After reading Louis's cynical post about the Eiffel Tower experience, and as their last houseguest for a while (I hear they're not hosting anyone for some time — maybe even a week), I just had to offer a rebuttal based on first-hand experience. Get ready to take out your Paris scorecard and put about 50 checks in the "resident" box.

1. Steal a map from the apartment. If you stay with Louis and Maggie, note that they have several beautiful maps of Paris. Make sure it's rainy outside. Find the key to the living room cabinets, which is hidden in a Grand Theft Auto computer game box under their bed. Open the cabinet and take the most expensive-looking map you can find there. Down the half-bottle of Bordeaux they were saving for a special occasion. In your excitement, forget to lock their apartment door, and start your adventure toward the Eiffel Tower. (You will also need a bullhorn and around 10 Euros.)

2. Walk four hours in the rain in the general direction of the Eiffel Tower. I love walking, and there's nothing I like better than walking when my socks are extremely wet because of rain and puddles. If you pass all the sites marked on the map below, you will clearly be following the best route to the Eiffel Tower, which is important during bad weather.
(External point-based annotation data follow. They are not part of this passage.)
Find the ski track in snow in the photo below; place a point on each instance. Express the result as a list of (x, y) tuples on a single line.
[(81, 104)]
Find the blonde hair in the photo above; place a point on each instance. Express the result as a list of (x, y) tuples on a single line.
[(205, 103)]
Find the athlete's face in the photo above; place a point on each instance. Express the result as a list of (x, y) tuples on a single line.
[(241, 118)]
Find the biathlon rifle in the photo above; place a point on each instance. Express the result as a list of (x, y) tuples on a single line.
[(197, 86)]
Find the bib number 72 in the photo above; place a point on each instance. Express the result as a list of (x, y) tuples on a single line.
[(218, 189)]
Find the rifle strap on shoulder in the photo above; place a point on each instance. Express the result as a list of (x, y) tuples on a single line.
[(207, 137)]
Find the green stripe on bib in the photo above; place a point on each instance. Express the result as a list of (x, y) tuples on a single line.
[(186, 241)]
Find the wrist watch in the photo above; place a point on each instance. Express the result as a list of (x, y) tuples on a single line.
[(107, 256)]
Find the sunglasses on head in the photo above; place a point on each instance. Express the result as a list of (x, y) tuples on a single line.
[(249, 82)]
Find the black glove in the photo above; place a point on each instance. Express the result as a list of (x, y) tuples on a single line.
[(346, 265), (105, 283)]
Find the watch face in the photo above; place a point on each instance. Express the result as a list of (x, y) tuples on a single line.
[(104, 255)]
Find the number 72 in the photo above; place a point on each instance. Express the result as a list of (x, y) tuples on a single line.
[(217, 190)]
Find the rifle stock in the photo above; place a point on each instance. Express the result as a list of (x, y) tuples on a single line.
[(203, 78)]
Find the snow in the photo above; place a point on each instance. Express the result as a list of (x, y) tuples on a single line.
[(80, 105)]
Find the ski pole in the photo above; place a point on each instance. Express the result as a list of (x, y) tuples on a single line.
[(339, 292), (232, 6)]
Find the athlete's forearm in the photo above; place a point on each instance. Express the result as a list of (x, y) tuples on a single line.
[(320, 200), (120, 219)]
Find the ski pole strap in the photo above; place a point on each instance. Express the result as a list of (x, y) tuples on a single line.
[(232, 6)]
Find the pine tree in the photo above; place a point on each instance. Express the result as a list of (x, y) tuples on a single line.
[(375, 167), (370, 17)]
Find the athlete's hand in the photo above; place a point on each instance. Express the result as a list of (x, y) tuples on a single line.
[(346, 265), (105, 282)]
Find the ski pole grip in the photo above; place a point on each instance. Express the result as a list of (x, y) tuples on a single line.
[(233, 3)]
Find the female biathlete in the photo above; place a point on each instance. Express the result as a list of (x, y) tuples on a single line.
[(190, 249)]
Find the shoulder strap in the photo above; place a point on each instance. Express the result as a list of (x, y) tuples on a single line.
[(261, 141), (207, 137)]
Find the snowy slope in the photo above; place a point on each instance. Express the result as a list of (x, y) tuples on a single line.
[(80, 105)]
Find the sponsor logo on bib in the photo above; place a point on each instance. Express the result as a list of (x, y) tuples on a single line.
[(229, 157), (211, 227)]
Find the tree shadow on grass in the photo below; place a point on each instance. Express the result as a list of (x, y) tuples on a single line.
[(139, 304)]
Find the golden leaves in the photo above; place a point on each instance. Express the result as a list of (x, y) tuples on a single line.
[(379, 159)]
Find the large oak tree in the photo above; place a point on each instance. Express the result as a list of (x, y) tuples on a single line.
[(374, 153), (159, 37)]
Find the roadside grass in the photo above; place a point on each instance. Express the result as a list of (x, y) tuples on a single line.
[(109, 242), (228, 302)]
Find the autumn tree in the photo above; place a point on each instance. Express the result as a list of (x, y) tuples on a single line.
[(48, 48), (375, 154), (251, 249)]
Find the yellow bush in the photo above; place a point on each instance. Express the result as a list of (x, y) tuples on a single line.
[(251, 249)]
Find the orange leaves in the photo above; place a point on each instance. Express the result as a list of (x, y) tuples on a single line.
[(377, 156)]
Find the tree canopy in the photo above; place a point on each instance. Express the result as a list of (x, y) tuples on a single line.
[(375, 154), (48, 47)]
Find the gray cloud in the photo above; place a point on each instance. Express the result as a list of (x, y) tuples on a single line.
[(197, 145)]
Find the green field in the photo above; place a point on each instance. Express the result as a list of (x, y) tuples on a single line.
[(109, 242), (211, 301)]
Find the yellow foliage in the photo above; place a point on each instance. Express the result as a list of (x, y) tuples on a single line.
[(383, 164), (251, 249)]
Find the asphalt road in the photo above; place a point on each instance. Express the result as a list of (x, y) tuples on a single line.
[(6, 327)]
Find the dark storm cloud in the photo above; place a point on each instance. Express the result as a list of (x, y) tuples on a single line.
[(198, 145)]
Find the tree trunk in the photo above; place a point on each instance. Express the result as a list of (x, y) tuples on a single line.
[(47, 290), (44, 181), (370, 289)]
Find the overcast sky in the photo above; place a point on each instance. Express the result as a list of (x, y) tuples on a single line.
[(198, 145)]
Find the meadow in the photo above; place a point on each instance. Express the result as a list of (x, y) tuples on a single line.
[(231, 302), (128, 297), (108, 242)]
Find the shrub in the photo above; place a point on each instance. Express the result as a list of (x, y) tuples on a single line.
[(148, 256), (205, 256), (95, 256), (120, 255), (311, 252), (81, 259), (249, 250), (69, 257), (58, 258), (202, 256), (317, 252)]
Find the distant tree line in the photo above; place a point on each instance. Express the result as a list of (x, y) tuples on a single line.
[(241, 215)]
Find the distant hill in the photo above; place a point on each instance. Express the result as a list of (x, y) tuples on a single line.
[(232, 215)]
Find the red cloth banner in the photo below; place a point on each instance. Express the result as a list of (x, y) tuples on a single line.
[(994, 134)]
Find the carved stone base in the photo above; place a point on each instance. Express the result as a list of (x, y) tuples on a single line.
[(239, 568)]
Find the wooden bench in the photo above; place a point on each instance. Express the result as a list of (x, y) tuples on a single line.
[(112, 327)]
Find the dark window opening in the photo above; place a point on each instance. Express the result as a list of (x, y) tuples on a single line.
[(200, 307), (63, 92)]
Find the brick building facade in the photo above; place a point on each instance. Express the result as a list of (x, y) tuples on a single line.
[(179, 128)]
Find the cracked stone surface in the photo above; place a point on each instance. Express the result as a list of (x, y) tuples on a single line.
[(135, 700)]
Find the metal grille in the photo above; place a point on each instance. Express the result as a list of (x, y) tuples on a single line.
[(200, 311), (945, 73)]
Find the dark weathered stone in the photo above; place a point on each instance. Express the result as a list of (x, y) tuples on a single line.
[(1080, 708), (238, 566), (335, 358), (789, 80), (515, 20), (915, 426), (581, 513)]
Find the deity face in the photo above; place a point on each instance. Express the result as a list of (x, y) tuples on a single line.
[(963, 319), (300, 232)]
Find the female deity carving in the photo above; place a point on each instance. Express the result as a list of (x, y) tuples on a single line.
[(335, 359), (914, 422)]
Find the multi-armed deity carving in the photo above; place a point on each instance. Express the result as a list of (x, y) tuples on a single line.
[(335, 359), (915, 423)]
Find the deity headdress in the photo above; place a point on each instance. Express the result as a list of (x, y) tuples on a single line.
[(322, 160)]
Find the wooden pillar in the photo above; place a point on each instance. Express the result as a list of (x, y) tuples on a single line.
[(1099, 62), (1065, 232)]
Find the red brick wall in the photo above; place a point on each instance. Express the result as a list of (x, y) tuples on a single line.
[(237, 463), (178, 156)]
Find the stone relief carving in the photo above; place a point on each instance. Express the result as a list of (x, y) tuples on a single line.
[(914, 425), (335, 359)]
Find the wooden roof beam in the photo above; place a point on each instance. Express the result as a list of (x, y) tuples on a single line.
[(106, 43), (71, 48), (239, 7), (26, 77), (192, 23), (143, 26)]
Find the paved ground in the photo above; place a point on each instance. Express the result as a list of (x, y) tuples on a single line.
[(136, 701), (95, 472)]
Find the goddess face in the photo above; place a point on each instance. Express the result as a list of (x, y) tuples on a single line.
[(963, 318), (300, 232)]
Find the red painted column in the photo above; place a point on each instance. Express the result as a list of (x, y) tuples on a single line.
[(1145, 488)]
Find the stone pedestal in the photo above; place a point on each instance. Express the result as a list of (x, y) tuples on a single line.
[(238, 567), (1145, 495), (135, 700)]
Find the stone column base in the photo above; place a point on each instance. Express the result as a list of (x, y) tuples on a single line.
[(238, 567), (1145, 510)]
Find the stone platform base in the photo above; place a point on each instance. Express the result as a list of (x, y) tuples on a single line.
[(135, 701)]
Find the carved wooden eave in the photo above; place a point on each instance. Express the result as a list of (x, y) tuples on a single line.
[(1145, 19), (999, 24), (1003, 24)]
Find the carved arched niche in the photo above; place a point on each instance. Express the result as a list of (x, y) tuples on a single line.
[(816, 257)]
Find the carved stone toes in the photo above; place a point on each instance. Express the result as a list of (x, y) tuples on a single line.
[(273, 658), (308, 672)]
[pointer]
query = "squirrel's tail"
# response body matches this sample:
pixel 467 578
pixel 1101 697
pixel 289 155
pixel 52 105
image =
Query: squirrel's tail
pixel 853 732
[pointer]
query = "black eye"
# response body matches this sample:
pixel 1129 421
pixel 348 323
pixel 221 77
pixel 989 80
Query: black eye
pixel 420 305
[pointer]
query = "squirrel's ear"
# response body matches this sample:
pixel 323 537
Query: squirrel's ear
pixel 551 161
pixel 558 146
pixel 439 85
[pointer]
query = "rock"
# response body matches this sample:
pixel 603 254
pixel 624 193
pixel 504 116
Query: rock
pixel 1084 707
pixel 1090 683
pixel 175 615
If you get lost, that's OK. Since it's very cloudy, you won't be able to see the Eiffel Tower and just go toward it. But you can consult your stolen map and watch as it disintegrates in the pouring rain, and then you can try to stumble toward the next waypoint on the map below.



3. Tell as many tourists as you can that the Eiffel Tower is closed. There won't be many out there since it's raining. But as Louis pointed out, people at tourists sites are to be avoided if you want a good experience. Therefore, in your best English, yell at anyone you encounter on your walk that they can't go up the Eiffel Tower during inclement weather, so they should really leave the area. (This includes people who you think might not be tourists — you never know.)

4. Spend some of your Euros on a ticket to go up the Eiffel Tower. This is a crucial step, as Louis also pointed out, because without a ticket to something like the Eiffel Tower, it is difficult if not impossible to go up it. The best way to get a ticket is to say to the ticket person, "Je aller Eiffel Tower," and then point up. This is an example of very good French, so he or she will know what you mean. You should definitely walk up, because nothing feels better than ascending 600 steps to the second floor after you've already walked 20 miles. When you get to the first floor, make a beeline for the gift shop and spend the rest of your Euros on a jambon crudité — you will need it in a minute.

5. Create a diversion. Most of the members of the Eiffel Tower staff are focusing on the elevators. I don't know why this is. But anyway, when you get to the second floor, you'll see that there are lots of barriers blocking access to the third-floor sairwell, as well as signs saying things like "accés interdit" (I don't know what this means!). But if you create a diversion by throwing that jambon crudité down the elevator shaft, you can easily go up the remaining steps to the third floor. When you reach the third floor, take out the bullhorn and declare to all of Paris that you fooled the city and that you can go up the Eiffel Tower in inclement weather. Then, enjoy the crystal clear view of the stunning iron latticework and of your hands. And oh, yeah, sure, that is definitely the Sacre-Coeur whose outline you're seeing in the distance.

In conclusion, I hope you enjoyed reading these Eiffel Tower Tips. I am confident that if you follow these simple steps, you will certainly make a trip to the Eiffel Tower. And probably to the Eiffel Tower Jail.

2 comments:

  1. I almost forgot how much I missed Matt's sense of humor until he showed up and sarcasified my life.